You know, it’s not hard to grasp how most negative recruiting gets presented. It’s not too tough to figure out how to go after Mark Richt’s hot seat (although I guess SOD owns that now). I get how to throw the sins of roster management in Nick Saban’s direction. Explaining how Paul Johnson’s offense would be the death of any high school quarterback’s NFL dreams would be a breeze.
But here’s one I have a hard time trying to figure out.
… What we have seen in the past year is the power players now have that comes from the pressure put upon schools and coaches who block transfer options.

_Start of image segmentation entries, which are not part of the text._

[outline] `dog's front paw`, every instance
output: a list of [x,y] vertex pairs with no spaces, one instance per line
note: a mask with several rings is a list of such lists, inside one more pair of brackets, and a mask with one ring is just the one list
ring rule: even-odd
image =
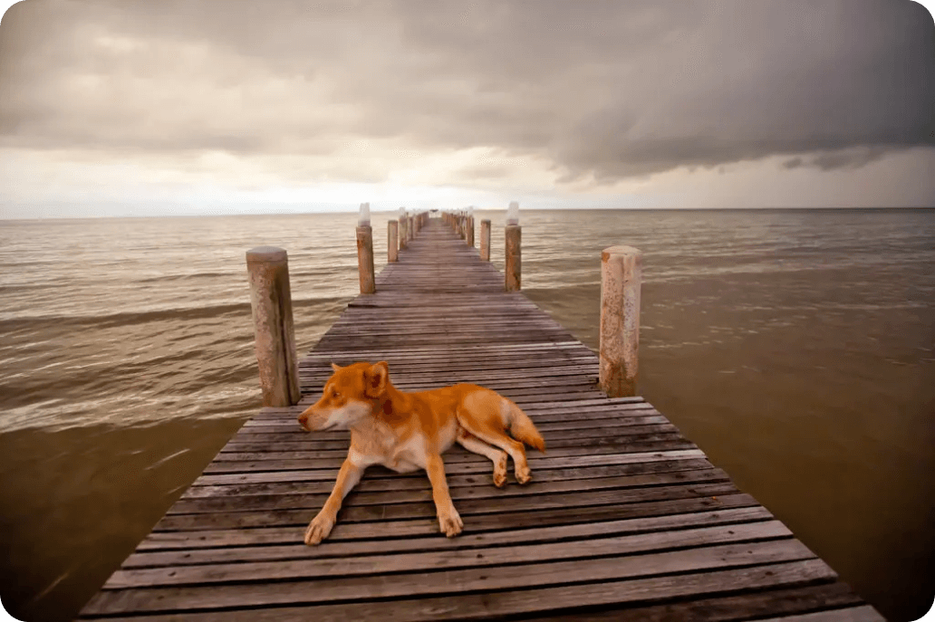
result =
[[503,454],[494,466],[494,486],[502,488],[507,485],[507,455]]
[[445,514],[439,515],[439,528],[441,532],[449,538],[453,538],[461,533],[465,524],[461,520],[461,515],[453,507]]
[[309,529],[305,530],[305,544],[309,546],[318,544],[328,537],[331,529],[335,526],[335,519],[324,512],[320,512],[317,516],[309,523]]

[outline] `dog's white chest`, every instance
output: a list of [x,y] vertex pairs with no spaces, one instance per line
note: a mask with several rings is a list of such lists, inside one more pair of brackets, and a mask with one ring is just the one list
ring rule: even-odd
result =
[[410,473],[424,469],[426,463],[424,439],[413,434],[405,443],[396,445],[383,464],[396,473]]

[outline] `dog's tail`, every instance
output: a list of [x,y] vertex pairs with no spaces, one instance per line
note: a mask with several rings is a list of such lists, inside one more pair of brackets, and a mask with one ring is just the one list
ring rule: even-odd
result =
[[510,434],[517,441],[545,453],[545,439],[536,430],[536,424],[512,402],[510,402]]

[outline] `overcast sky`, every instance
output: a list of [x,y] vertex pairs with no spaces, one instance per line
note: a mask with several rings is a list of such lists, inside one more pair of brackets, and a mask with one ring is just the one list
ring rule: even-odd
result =
[[24,0],[0,218],[935,205],[911,0]]

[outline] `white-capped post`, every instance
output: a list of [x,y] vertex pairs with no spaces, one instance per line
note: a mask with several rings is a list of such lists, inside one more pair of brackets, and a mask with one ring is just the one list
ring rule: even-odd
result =
[[373,229],[370,227],[370,204],[360,204],[357,219],[357,270],[360,273],[360,292],[376,291],[373,274]]
[[600,388],[611,397],[637,394],[642,253],[611,247],[600,254]]
[[481,220],[481,260],[490,261],[490,220]]
[[286,251],[276,247],[248,250],[247,278],[263,405],[274,408],[295,405],[302,396],[298,388]]
[[386,261],[390,263],[399,261],[399,221],[386,223]]
[[520,228],[520,204],[513,201],[507,209],[505,232],[507,252],[506,290],[519,291],[522,275],[522,229]]
[[406,208],[399,208],[399,249],[409,248],[409,228],[410,221],[406,218]]

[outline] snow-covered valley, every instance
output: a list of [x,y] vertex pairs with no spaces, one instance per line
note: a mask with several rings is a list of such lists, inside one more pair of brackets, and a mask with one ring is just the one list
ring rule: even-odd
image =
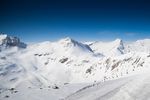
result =
[[149,100],[150,39],[25,44],[0,35],[0,100]]

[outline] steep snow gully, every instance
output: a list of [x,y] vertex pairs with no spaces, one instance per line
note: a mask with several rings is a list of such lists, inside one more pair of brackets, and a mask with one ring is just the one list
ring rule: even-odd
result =
[[149,65],[150,39],[27,45],[2,34],[0,100],[150,100]]

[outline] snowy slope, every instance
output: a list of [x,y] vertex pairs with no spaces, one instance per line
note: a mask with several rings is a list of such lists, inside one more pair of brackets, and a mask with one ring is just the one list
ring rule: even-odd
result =
[[[122,84],[130,83],[130,79],[134,81],[134,76],[150,69],[149,39],[132,43],[121,39],[81,43],[67,37],[26,46],[17,37],[0,35],[0,44],[0,99],[16,100],[36,94],[31,100],[77,100],[80,97],[88,100],[84,96],[94,92],[95,98],[100,100],[105,94],[105,100],[110,95],[107,96],[108,92],[120,89]],[[87,86],[89,84],[92,86]],[[98,84],[98,88],[93,84]],[[102,93],[109,85],[112,88]],[[86,86],[96,90],[86,90]],[[78,93],[82,88],[85,94]],[[92,100],[93,94],[89,98]]]

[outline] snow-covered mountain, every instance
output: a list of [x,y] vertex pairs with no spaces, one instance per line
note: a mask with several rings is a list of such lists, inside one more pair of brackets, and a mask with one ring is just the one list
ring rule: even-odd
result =
[[[111,81],[125,84],[129,76],[150,70],[149,44],[149,39],[131,43],[121,39],[81,43],[67,37],[26,45],[17,37],[0,35],[0,99],[23,99],[22,93],[31,92],[42,100],[77,100],[82,91],[90,93],[88,88],[95,87],[93,84],[103,83],[104,87]],[[123,83],[117,81],[120,78]],[[47,89],[51,95],[45,93]],[[31,100],[37,100],[36,96]],[[101,100],[101,96],[98,98]]]

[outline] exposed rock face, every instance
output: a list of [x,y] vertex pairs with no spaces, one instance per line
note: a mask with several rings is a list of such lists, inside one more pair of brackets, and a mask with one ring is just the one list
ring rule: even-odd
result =
[[26,48],[26,44],[21,42],[19,38],[8,36],[6,34],[0,34],[0,49],[8,47]]

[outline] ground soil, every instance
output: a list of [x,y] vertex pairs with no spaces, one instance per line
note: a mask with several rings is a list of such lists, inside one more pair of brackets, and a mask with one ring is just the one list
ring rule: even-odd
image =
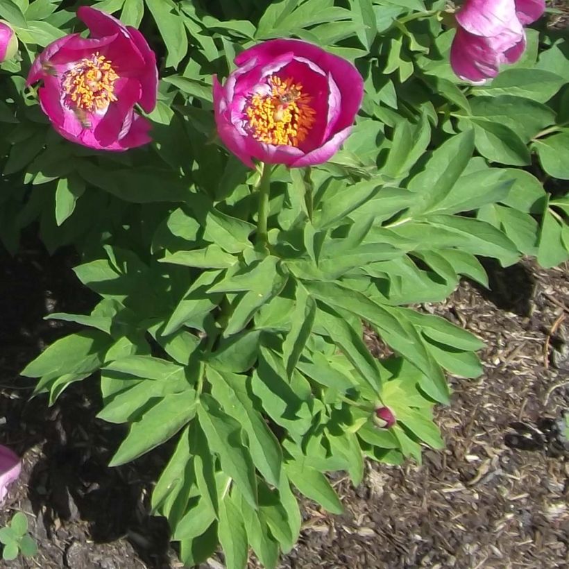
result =
[[[46,313],[94,303],[74,280],[76,262],[37,246],[0,256],[0,442],[24,457],[0,526],[25,512],[39,547],[0,568],[181,567],[164,520],[148,513],[160,452],[108,468],[124,432],[96,419],[96,382],[71,386],[49,407],[45,396],[30,399],[33,382],[18,375],[69,331]],[[334,478],[346,513],[305,503],[300,541],[282,568],[569,567],[569,462],[550,436],[569,409],[567,269],[490,264],[492,293],[464,282],[445,303],[419,307],[487,346],[482,377],[450,378],[452,405],[437,414],[446,449],[427,450],[422,466],[368,464],[357,489]],[[367,339],[380,353],[377,338]]]

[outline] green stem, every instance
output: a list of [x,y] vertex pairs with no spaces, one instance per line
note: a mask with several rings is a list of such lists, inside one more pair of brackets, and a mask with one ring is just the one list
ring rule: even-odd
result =
[[257,217],[257,241],[266,246],[268,241],[266,221],[269,217],[269,198],[271,195],[271,174],[273,169],[261,162],[261,178],[257,189],[259,191],[259,214]]
[[548,128],[544,128],[541,133],[538,133],[532,139],[532,141],[543,138],[547,135],[550,135],[552,133],[557,133],[563,129],[563,124],[554,124],[553,126],[550,126]]
[[312,221],[312,214],[314,211],[314,185],[312,183],[312,169],[309,166],[307,166],[304,171],[305,184],[305,202],[306,203],[306,211],[308,213],[308,219]]
[[408,22],[413,22],[414,19],[430,17],[431,16],[434,16],[435,14],[438,14],[440,11],[440,10],[430,10],[427,12],[415,12],[413,14],[409,14],[405,18],[398,19],[398,22],[400,24],[407,24]]

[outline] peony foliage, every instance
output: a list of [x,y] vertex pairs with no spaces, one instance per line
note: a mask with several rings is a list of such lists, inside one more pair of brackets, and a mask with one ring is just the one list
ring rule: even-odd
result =
[[0,0],[0,241],[72,246],[100,298],[22,373],[99,382],[111,464],[168,455],[187,566],[275,567],[329,473],[441,448],[482,344],[420,305],[569,258],[555,11],[447,4]]

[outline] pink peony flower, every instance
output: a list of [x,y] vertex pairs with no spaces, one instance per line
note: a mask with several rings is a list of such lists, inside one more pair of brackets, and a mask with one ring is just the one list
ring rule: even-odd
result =
[[264,42],[235,63],[223,86],[214,78],[214,105],[219,136],[240,160],[298,167],[338,151],[364,93],[351,63],[298,40]]
[[8,447],[0,445],[0,504],[8,493],[8,486],[17,479],[22,470],[19,459]]
[[396,423],[393,411],[389,407],[378,407],[375,411],[373,421],[378,427],[389,429]]
[[0,20],[0,63],[12,59],[18,49],[18,38],[7,22]]
[[461,79],[484,83],[500,65],[514,63],[525,49],[523,24],[535,22],[545,0],[466,0],[457,13],[459,27],[450,65]]
[[74,33],[51,43],[35,59],[28,85],[40,79],[40,103],[56,130],[92,148],[124,151],[146,144],[150,123],[134,112],[156,105],[156,57],[138,30],[81,6],[87,39]]

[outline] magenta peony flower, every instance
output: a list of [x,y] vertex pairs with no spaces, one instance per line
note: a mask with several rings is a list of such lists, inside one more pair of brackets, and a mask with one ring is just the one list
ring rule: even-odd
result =
[[389,407],[378,407],[374,411],[375,416],[373,421],[382,429],[389,429],[396,423],[395,414]]
[[484,83],[502,63],[514,63],[525,49],[523,24],[535,22],[545,0],[466,0],[457,13],[459,27],[450,65],[461,79]]
[[214,78],[214,105],[219,136],[240,160],[298,167],[338,151],[364,93],[351,63],[298,40],[264,42],[235,63],[223,87]]
[[150,123],[134,112],[156,105],[156,57],[138,30],[104,12],[81,6],[91,33],[66,35],[35,59],[28,85],[43,81],[40,103],[53,128],[72,142],[124,151],[149,142]]
[[18,49],[18,38],[8,22],[0,20],[0,63],[12,59]]
[[17,479],[22,470],[19,459],[7,447],[0,445],[0,504],[8,493],[8,486]]

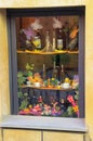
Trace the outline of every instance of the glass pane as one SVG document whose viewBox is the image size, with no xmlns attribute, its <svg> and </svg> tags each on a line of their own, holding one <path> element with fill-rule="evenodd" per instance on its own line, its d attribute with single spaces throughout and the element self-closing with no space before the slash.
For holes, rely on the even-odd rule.
<svg viewBox="0 0 93 141">
<path fill-rule="evenodd" d="M 79 117 L 79 16 L 16 17 L 18 114 Z"/>
</svg>

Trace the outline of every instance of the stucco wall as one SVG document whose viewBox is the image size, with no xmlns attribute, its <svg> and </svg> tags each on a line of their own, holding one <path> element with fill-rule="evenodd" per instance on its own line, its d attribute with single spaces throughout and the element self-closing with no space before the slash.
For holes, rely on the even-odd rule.
<svg viewBox="0 0 93 141">
<path fill-rule="evenodd" d="M 0 0 L 0 8 L 85 5 L 85 119 L 93 139 L 93 1 L 92 0 Z M 0 10 L 0 117 L 10 113 L 9 62 L 5 12 Z"/>
</svg>

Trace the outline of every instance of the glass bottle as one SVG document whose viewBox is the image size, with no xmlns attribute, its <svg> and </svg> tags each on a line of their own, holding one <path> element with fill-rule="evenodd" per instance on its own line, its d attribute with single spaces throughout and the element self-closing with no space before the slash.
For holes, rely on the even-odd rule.
<svg viewBox="0 0 93 141">
<path fill-rule="evenodd" d="M 37 50 L 41 50 L 42 49 L 42 43 L 41 43 L 41 35 L 40 35 L 40 30 L 37 29 L 36 30 L 36 36 L 34 39 L 34 46 Z"/>
<path fill-rule="evenodd" d="M 45 51 L 51 51 L 51 42 L 50 42 L 50 31 L 46 30 L 46 36 L 45 36 Z"/>
<path fill-rule="evenodd" d="M 56 47 L 57 47 L 57 50 L 63 49 L 63 31 L 61 28 L 58 29 L 58 33 L 57 33 Z"/>
<path fill-rule="evenodd" d="M 61 68 L 61 84 L 63 84 L 65 80 L 65 72 L 64 72 L 64 65 L 62 64 L 62 68 Z"/>
<path fill-rule="evenodd" d="M 54 64 L 53 64 L 52 78 L 57 78 L 57 69 L 56 69 L 55 61 L 54 61 Z"/>
<path fill-rule="evenodd" d="M 46 79 L 46 73 L 45 73 L 45 64 L 43 64 L 43 74 L 42 74 L 43 80 Z"/>
<path fill-rule="evenodd" d="M 56 37 L 55 37 L 55 30 L 53 30 L 53 44 L 52 44 L 52 50 L 55 51 L 55 47 L 56 47 Z"/>
</svg>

Thanks to the Twitterverse, it didn’t take all that long for PR messes to entangle Maryland’s Randy Edsall, Tennessee’s Derek Dooley or Wisconsin basketball coach Bo Ryan, and eventually, after being called out, each school backed off and allowed their former players more options.
Coaches are realizing or at least they should how thorny these situations can become. You can bet other coaches are using these situations against them in recruiting too.
Now I don’t doubt that other coaches want to throw this kind of stuff out there on the recruiting trail. But exactly how do they go about doing it? I mean, I don’t think a coach wants to look a recruit in the eye and say “if it doesn’t work out with us, rest assured we won’t behave like Coach X”. Who wants to admit to the possibility of an unhappy ending? And barring some issue like family health, what recruit is going to say to a coach that if he comes, it’ll be with the intent to keep one foot out the door?
Any ideas on how this gets pitched? Or, does a coach settle for a simple “Yeah, Randy Edsall is a dick” and hope the recruit and his family can fill in the blanks?